Bayesian losses module¶
This tutorial demonstrates the functionality of a Bayesian losses module. It covers basic operations such as checking trainable parameters and forward propagation of loss functions.
Libraries¶
To get started, you'll need to import some essential libraries. The specific libraries you use will depend on the backend you've chosen, such as PyTorch, TensorFlow, or Jax. Additionally, you'll need to import NumPy.
import torch
import numpy as np
Functions¶
The check_parameters
function verifies the existence of trainable parameters.
def check_parameters(torch_module):
print("Check the existence of trainable parameters in the classes...")
torch_list_parameters = list(torch_module.parameters())
assert (
len(torch_list_parameters) != 0
), "No parameters availables in TorchTestModule"
print("Test passed!", "\n\n")
The check_forward_losses
function ensures that the loss functions produce consistent outputs.
def check_forward_losses(torch_module, torch_kl_divengence, torch_elbo_loss):
print("Check the forward propagation of the loss functions...")
# Input data
input_data = np.random.randn(1, 10).astype(np.float32)
y_true = np.random.randn(1, 10).astype(np.float32)
y_pred = np.random.randn(1, 10).astype(np.float32)
# PyTorch forward pass
torch_input = torch.from_numpy(input_data)

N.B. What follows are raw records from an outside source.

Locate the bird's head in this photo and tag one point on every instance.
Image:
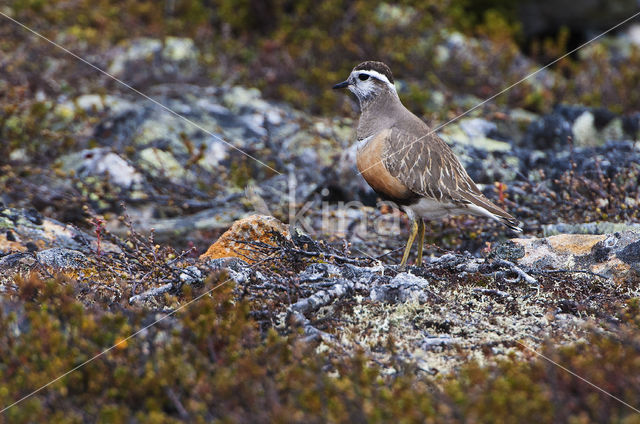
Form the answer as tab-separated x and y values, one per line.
369	80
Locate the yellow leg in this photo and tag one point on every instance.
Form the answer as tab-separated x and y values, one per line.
412	237
420	241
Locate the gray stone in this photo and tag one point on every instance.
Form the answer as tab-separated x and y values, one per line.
59	257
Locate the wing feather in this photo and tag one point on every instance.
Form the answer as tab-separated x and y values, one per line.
429	168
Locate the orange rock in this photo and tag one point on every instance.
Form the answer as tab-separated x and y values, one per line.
575	244
252	228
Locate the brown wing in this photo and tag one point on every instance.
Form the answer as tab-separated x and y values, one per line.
428	167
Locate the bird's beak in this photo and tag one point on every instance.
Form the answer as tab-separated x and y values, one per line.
343	84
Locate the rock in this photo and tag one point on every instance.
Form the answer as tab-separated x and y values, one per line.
20	229
588	228
613	255
474	132
549	131
101	162
255	228
148	59
402	288
162	164
59	257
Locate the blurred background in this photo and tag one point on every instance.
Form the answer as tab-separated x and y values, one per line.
258	74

torch_output = torch_module(torch_input)
torch_kl_divengence_output = torch_kl_divengence(torch_module)
torch_elbo_loss_output = torch_elbo_loss(
torch.from_numpy(y_true), torch.from_numpy(y_pred), torch_module
)
# Assert that the outputs are similar
print("Torch output:", torch_output)
print("Torch KL divergence output:", torch_kl_divengence_output)
print("Torch ELBO loss output:", torch_elbo_loss_output)
print("Test passed!", "\n\n")
The run_all_tests
function executes all test functions in sequence to validate the module's functionality.
def run_all_tests(torch_module, torch_kl_divengence, torch_elbo_loss):
check_parameters(torch_module)
check_forward_losses(torch_module, torch_kl_divengence, torch_elbo_loss)
Illia¶
When setting the backend, we import the Illia library, which provides Bayesian module implementations. Note that backend selection requires a kernel restart and cannot be changed dynamically.
import sys
import os
sys.path.append("/home/dani/Repositorios/illia/")
os.environ["ILLIA_BACKEND"] = "torch"
from illia.nn import BayesianModule, Linear
from illia.losses import KLDivergenceLoss, ELBOLoss
Class definitions¶
Define test classes implementing a simple linear layer and a method to compute KL divergence. These classes will be used in the tests.
class TorchTestModule(BayesianModule):
def __init__(self):
super().__init__()
self.linear = Linear(10, 5)
def forward(self, x):
return self.linear(x)
def kl_cost(self):
return torch.tensor(1.0), 1
# PyTorch
torch_kl_divengence = KLDivergenceLoss()
torch_elbo_loss = ELBOLoss(loss_function=torch.nn.MSELoss())
torch_module = TorchTestModule()
Finally, run all tests to ensure that the module's functionalities work as expected across backends.
run_all_tests(torch_module, torch_kl_divengence, torch_elbo_loss)
Check the existence of trainable parameters in the classes... Test passed! Check the forward propagation of the loss functions... Torch output: tensor([[-0.3599, 0.1619, -0.0092, 0.4080, 0.4452]], grad_fn=<AddmmBackward0>) Torch KL divergence output: tensor(4.7174, grad_fn=<MulBackward0>) Torch ELBO loss output: tensor(1.4076, grad_fn=<DivBackward0>) Test passed!